Laporan Wartawan Tribunnews, Fitri Wulandari
TRIBUNNEWS.COM, JAKARTA - Banyak masalah yang kerap dialami kaum perempuan pasca melahirkan, satu diantaranya yang dianggap paling mengkhawatirkan adalah depresi.
Saat perempuan yang baru saja melahirkan ini mengalami gangguan depresi, tentunya sebagai seorang istri, ia memerlukan dukungan suami terhadap kondisi kesehatan psikologisnya.
Lalu apa yang bisa dilakukan suami, saat mengetahui istrinya mengalami depresi pasca melahirkan dan menjalani peran baru sebagai ibu?
Baca juga: Depresi Pascamelahirkan, Dokter Kejiwaan Beri Penjelasan Soal Efek Samping Obat Antidepresan
Baca juga: Tak Mau Istrinya yang Baru Melahirkan Diswab, Suami dan 3 Orang Lain Keroyok Petugas Puskesmas
Dokter Spesialis Kedokteran Jiwa Klinik Health360 Indonesia dr. Daniella Satyasari, Sp.KJ, mengatakan bahwa ada dua hal penting yang harus dilakukan suami dalam membantu sang istri untuk mendapatkan penanganan terhadap depresinya.
Yang pertama adalah suami harus menyadari bahwa istrinya sedang mengalami gangguan depresi.
"Awareness dulu ya yang pertama, (sadari dulu) 'istri saya ini mengalami gangguan yang sudah lebih berat dari pada sekadar perubahan sedikit dari moodnya," ujar dr Daniella, dalam webinar bertajuk 'International Women's Day 2021: Pentingkah Melakukan Perawatan Terpadu Pasca Melahirkan?', Selasa (9/3/2021).
Setelah menyadari bahwa sang istri mengalami depresi, hal kedua yang bisa dilakukan adalah membawa istrinya ke Psikiater untuk mengetahui mengenai apa yang dirasakan hingga langkah apa yang harus dilakukan.
Karena gangguan depresi yang dialami perempuan pasca melahirkan, sangat berbahaya bagi dirinya sendiri dan bayinya.
"Yang bisa dilakukan adalah bantuan profesional ya, dibawa ke Psikiater terdekat.
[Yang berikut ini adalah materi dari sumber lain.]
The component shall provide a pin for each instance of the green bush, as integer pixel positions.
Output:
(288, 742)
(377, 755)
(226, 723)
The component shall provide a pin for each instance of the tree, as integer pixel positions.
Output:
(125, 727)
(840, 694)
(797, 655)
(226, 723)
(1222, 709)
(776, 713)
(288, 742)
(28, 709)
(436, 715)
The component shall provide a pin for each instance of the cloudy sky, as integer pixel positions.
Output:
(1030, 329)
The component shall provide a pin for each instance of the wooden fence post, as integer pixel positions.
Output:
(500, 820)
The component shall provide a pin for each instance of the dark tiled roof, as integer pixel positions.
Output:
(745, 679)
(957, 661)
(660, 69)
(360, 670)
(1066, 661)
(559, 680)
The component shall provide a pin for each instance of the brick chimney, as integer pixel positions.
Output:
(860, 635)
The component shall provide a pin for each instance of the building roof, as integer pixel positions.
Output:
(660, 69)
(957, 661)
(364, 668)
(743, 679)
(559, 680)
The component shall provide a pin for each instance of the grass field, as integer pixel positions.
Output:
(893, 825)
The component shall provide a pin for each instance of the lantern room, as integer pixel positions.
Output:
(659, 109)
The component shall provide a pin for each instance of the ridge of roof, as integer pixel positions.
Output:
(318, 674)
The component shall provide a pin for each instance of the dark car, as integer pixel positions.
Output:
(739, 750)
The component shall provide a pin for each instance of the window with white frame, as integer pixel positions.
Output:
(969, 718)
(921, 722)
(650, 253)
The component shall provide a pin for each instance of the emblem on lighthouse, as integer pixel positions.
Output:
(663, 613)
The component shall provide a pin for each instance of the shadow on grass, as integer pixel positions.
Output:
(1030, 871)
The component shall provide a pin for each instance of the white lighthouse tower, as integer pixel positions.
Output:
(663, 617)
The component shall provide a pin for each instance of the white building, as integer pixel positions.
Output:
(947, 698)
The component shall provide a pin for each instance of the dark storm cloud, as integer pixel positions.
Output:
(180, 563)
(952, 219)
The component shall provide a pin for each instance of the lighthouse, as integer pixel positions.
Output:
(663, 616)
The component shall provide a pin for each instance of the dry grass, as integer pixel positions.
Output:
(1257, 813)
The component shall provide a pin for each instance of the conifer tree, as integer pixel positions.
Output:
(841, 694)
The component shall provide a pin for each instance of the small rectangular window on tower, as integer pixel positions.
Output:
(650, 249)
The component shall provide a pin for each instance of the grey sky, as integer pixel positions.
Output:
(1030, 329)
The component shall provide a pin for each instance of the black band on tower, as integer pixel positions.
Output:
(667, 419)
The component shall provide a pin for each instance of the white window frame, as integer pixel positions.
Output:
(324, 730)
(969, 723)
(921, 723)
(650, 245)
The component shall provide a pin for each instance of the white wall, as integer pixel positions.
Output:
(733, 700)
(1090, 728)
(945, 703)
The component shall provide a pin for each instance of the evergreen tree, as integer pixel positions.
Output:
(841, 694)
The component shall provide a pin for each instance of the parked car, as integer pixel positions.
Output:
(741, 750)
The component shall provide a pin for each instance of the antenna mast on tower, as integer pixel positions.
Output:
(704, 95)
Karena yang namanya sudah mengalami gangguan depresi, ini berbahaya sekali ya," jelas dr Daniella.
Kasus perempuan yang mengalami depresi pasca melahirkan, kata dia, memang hanya mencapai 10 hingga 13 persen.
Namun gangguan ini dianggap berbahaya karena dapat membuat perempuan yang baru saja menjadi ibu ini enggan untuk merawat bayinya.
Pada beberapa kasus bahkan dapat mendorong terjadinya tindakan ekstrem yakni berusaha menyakiti bayinya maupun melakukan tindakan bunuh diri.
"Walaupun angka kejadiannya 10 persen sampai 13 persen, tapi ini berbahaya karena bisa sampai mengakibatkan benar-benar ibunya nggak mau mengurus anaknya. Bahkan yang paling parah sampai ada ide-ide menyakiti bahkan sampai bunuh diri," kata dr Daniella.